Triadic metal chalcogen HgBi2S3 nanoparticles as sensitizers for TiO2 thin film: SILAR synthesis and characterization

Abstract

The compound, mercury bismuth sulphide (HgBi₂S₃), represents a promising semiconductor within the II–V–VI group, demonstrating potential as a solar cell absorber layer. However, its synthesis and investigation through the successive ionic layer adsorption and reaction (SILAR) method have remained unexplored.
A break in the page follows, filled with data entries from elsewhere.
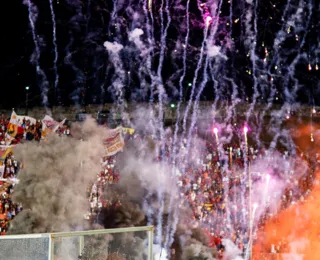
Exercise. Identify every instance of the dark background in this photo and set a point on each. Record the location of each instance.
(86, 71)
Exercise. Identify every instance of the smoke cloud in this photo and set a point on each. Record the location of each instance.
(54, 179)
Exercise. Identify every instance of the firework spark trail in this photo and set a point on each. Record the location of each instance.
(79, 73)
(291, 68)
(172, 210)
(150, 51)
(281, 36)
(253, 55)
(194, 83)
(291, 94)
(56, 81)
(214, 28)
(161, 90)
(32, 9)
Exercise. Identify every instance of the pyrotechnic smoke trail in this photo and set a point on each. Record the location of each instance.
(253, 56)
(113, 16)
(252, 215)
(150, 35)
(161, 90)
(186, 113)
(172, 210)
(44, 83)
(292, 66)
(56, 81)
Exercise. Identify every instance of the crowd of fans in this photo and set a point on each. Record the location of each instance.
(210, 186)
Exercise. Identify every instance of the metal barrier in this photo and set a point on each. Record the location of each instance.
(93, 244)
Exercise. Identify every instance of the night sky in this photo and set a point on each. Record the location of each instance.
(86, 70)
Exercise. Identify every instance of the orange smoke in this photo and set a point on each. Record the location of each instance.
(297, 228)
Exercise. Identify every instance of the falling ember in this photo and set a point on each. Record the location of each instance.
(150, 5)
(208, 20)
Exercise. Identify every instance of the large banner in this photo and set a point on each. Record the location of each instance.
(114, 143)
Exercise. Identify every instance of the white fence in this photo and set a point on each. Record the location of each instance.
(125, 243)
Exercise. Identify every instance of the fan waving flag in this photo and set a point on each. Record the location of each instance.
(49, 125)
(114, 143)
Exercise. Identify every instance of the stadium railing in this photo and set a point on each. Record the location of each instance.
(88, 245)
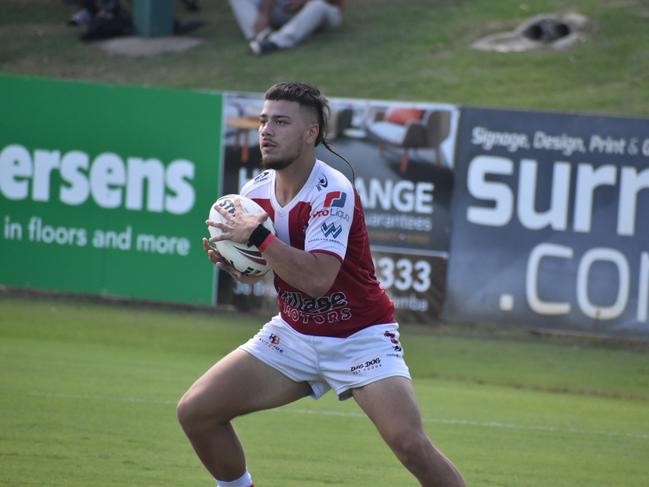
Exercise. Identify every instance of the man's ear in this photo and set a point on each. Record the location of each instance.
(312, 133)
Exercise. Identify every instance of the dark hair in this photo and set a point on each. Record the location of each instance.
(308, 96)
(305, 95)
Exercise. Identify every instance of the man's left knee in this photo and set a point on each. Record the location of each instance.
(411, 446)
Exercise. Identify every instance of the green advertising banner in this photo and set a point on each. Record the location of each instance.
(105, 189)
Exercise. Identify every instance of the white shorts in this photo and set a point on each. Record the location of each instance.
(341, 364)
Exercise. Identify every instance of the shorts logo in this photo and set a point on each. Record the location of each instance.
(374, 363)
(335, 199)
(272, 342)
(331, 230)
(394, 340)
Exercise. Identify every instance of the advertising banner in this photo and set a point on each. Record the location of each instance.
(550, 222)
(105, 189)
(401, 164)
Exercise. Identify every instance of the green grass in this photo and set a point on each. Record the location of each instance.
(414, 50)
(89, 391)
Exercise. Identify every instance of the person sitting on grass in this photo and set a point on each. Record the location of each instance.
(270, 25)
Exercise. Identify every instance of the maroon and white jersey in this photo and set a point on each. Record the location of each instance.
(326, 217)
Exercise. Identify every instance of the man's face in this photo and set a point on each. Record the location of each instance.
(285, 131)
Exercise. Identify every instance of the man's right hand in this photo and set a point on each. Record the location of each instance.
(220, 262)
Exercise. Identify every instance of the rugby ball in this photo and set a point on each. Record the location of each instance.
(245, 259)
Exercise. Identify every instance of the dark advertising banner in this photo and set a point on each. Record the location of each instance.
(402, 156)
(550, 223)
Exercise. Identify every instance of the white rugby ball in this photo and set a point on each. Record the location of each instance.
(245, 259)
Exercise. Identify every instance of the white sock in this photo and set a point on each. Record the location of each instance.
(244, 481)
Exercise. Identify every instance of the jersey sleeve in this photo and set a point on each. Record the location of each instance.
(330, 221)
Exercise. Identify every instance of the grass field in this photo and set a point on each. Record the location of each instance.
(89, 392)
(413, 50)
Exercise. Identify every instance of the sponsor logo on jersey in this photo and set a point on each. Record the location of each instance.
(262, 177)
(335, 199)
(331, 230)
(322, 183)
(329, 309)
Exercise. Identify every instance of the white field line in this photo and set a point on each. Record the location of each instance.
(345, 414)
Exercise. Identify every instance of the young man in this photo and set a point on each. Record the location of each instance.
(335, 327)
(269, 25)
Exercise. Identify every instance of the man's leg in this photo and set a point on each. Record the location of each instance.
(314, 15)
(246, 13)
(391, 405)
(236, 385)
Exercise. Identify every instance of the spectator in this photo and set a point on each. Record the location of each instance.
(101, 19)
(269, 25)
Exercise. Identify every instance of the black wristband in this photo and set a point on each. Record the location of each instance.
(258, 235)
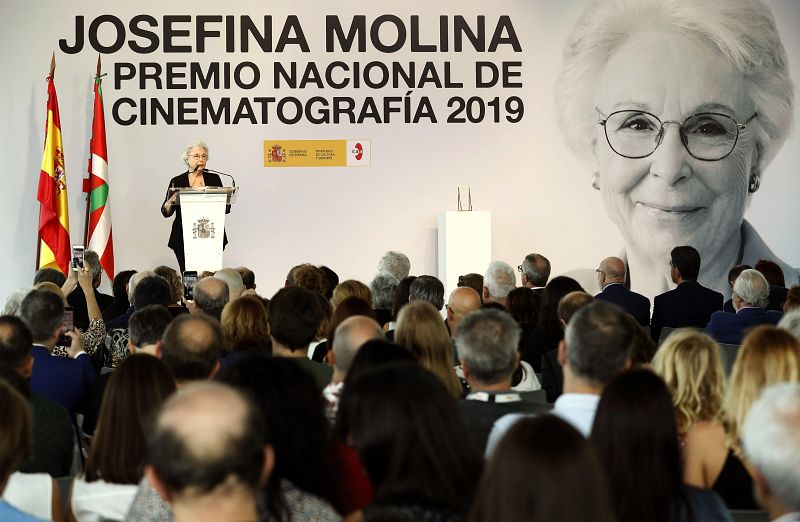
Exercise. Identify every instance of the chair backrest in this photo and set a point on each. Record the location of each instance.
(746, 515)
(728, 353)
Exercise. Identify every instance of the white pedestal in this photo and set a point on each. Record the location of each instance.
(465, 245)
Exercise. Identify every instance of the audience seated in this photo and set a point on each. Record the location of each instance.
(750, 295)
(487, 343)
(207, 454)
(690, 303)
(420, 330)
(773, 450)
(544, 469)
(115, 464)
(411, 440)
(535, 270)
(635, 413)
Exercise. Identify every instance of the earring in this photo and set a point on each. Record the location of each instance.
(595, 178)
(755, 183)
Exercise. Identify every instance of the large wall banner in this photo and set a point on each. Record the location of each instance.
(587, 128)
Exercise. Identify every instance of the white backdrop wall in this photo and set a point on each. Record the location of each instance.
(538, 192)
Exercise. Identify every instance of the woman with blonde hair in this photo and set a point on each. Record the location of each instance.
(421, 330)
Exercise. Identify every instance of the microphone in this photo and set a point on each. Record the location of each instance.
(222, 173)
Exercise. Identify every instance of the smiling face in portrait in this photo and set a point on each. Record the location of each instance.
(197, 158)
(671, 198)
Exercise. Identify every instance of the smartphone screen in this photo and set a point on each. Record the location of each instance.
(189, 279)
(69, 324)
(77, 257)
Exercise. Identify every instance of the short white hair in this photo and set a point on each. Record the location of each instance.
(394, 263)
(500, 279)
(752, 288)
(771, 438)
(791, 322)
(742, 30)
(193, 145)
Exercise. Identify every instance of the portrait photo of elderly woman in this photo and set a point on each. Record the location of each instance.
(195, 156)
(678, 106)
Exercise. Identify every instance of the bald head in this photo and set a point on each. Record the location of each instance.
(207, 436)
(613, 268)
(462, 301)
(233, 279)
(351, 335)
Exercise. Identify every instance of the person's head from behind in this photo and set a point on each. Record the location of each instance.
(768, 355)
(421, 331)
(543, 469)
(151, 289)
(410, 437)
(750, 290)
(16, 345)
(771, 438)
(498, 281)
(208, 442)
(351, 334)
(233, 279)
(535, 271)
(690, 363)
(137, 388)
(174, 281)
(192, 347)
(146, 327)
(210, 296)
(17, 434)
(245, 323)
(596, 345)
(395, 264)
(571, 303)
(42, 312)
(635, 413)
(288, 398)
(294, 316)
(685, 263)
(487, 342)
(383, 287)
(429, 289)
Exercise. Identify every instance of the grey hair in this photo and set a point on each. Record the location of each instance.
(599, 340)
(487, 341)
(500, 279)
(742, 30)
(92, 260)
(383, 287)
(193, 145)
(752, 288)
(771, 439)
(791, 322)
(394, 263)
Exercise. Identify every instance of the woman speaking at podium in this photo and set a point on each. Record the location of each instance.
(195, 155)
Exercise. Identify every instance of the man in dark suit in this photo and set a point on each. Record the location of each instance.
(772, 446)
(487, 343)
(611, 276)
(690, 304)
(750, 295)
(66, 380)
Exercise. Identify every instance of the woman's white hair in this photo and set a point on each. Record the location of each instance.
(193, 145)
(743, 30)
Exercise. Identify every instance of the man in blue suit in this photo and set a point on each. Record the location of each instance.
(66, 380)
(690, 304)
(750, 296)
(611, 276)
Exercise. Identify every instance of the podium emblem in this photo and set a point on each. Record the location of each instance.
(203, 229)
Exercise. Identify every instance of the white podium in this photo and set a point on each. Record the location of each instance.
(203, 216)
(465, 245)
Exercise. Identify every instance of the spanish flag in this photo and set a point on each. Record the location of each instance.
(54, 247)
(98, 210)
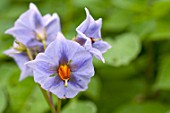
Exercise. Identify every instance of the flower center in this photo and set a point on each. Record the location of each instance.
(64, 73)
(41, 35)
(93, 40)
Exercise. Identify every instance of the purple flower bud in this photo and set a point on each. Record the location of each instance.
(89, 36)
(65, 68)
(30, 30)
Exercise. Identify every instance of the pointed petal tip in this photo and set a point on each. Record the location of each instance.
(33, 6)
(87, 11)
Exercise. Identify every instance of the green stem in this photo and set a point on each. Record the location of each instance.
(59, 105)
(51, 103)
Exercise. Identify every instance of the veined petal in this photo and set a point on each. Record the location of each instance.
(52, 27)
(102, 46)
(56, 50)
(97, 54)
(31, 19)
(42, 66)
(21, 34)
(90, 27)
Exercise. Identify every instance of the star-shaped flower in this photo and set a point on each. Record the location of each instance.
(65, 68)
(32, 31)
(89, 36)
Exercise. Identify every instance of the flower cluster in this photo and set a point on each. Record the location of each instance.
(63, 67)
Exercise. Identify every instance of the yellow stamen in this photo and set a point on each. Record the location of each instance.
(64, 73)
(66, 83)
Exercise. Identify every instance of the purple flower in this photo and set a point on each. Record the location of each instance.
(30, 31)
(32, 28)
(89, 35)
(65, 68)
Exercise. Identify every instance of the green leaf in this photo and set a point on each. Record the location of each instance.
(163, 80)
(76, 106)
(160, 8)
(3, 101)
(19, 93)
(161, 31)
(147, 107)
(94, 86)
(133, 5)
(117, 21)
(124, 49)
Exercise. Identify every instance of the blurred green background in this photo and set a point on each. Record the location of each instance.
(136, 75)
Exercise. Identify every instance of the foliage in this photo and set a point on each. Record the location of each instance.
(136, 75)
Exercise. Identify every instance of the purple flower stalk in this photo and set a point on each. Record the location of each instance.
(89, 36)
(32, 31)
(65, 68)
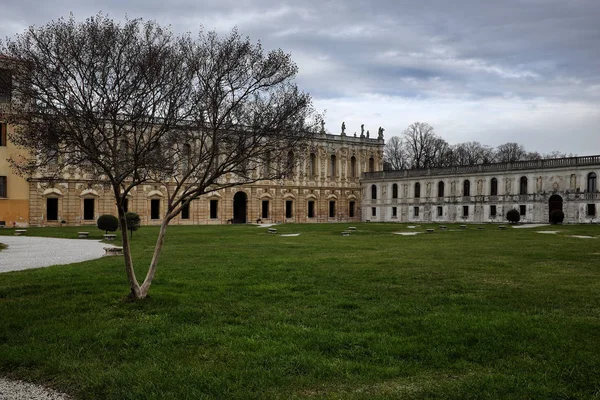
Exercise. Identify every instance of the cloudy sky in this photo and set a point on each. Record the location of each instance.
(491, 71)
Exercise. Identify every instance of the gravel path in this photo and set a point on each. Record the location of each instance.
(19, 390)
(35, 252)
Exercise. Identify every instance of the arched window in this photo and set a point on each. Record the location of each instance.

This study focuses on the successful synthesis of HgBi₂S₃ nanoparticles using the SILAR technique atop wide band gap n-type semiconducting titanium dioxide (TiO₂) thin films. Characterization via X-ray diffraction (XRD) confirmed the synthesis, revealing an average crystallite size of 93.83 nm. The lattice strain percentage was measured at 0.1467 with a dislocation density of 1.13 × 10⁻⁴ 1/nm². Scanning electron microscopy (SEM) analysis showcased the spherical morphology of the nanoparticles, exhibiting average sizes of 169, 238 and 329 nm corresponding to 5, 10 and 15 SILAR cycles, respectively. The thickness of the TiO₂/HgBi₂S₃ composite thin film ranged from 12 to 18 µm. Notably, sensitizing the TiO₂ film with HgBi₂S₃ nanoparticles resulted in a substantial reduction in the contact angle by ~24°. Optical studies demonstrated a significant decrease in the energy band gap of TiO₂ from 3.06 to 1.6 eV post-sensitization with HgBi₂S₃ nanoparticles, indicating enhanced light absorption capabilities. Interestingly, the energy band gap of the TiO₂/HgBi₂S₃ composite thin film remained consistent across different SILAR cycles. Moreover, electrochemical impedance spectroscopy and photoelectrochemical analyses revealed the intriguing performance characteristics of the TiO₂/HgBi₂S₃ composite thin film, showcasing promising yet marginal enhancements.